Disneyworld’s Pollo Campero just opened and the official Disney Parks Food Writer has the scoop. For no discernable reason, they also sell vegan cupcakes from BabyCakes NYC. [Disney Parks Blog]

Miami-based Pollo Tropical, which might seem like an international chain, is expanding north and south into Latin America and Canada. Apparently, Canadians are the leading foreign visitors to Miami. Perhaps they are bringing back a taste for yellow rice and yuca. I will not be satisfied until they're eating poutine in the Florida Keys. [NRN]

Talking Turkey: Google vs Bing

Thanksgiving

Despite 44% of home cooks not cooking a Thanksgiving meal from scratch, Thanksgiving is still the most popular time of year for recipe searches, according to Google. Then again, during the holidays searches for “easy recipes” triple with pie being the top requested item. I won’t scoff; pies are definitely more time consuming than a standard weeknight recipe. I really don’t like making crust (and have given up on forming empanadas without frozen shells).

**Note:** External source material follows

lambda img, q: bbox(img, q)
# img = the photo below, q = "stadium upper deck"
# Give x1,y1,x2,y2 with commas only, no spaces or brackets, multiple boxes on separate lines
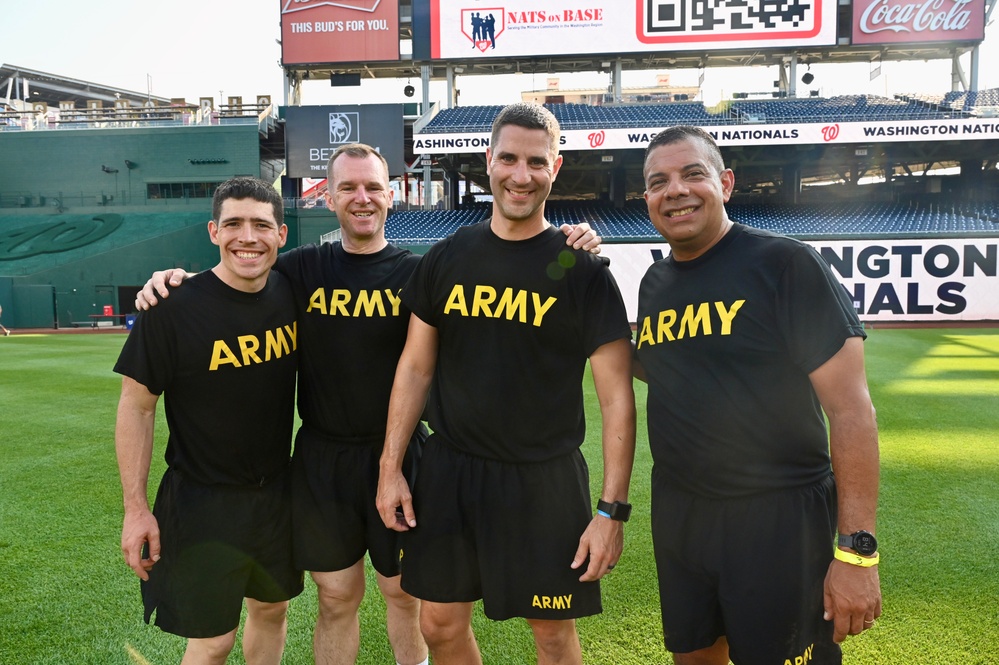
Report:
422,88,999,134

Everyone loves pie. Not surprisingly, pumpkin tops the list of Bing’s most searched pie recipes, followed by pecan, apple, chocolate and importantly, pie crust. Tipis Oddly, the top cookie recipe searched for is rice krispie. I’m not even convinced that’s a cookie, let alone a holiday cookie. Well, that was before I saw Kellogg’s Great Plains Tipi Treats and Turkey Tracks.

Even odder, Google has fondue lurking their top baking searches. I don’t associate things melted in pots with baking. Cookies, of course, are number one. I wonder if rice krispie treats also fall under this category since they’re not baked either. Maybe I’m just being too literal about what baking means these days.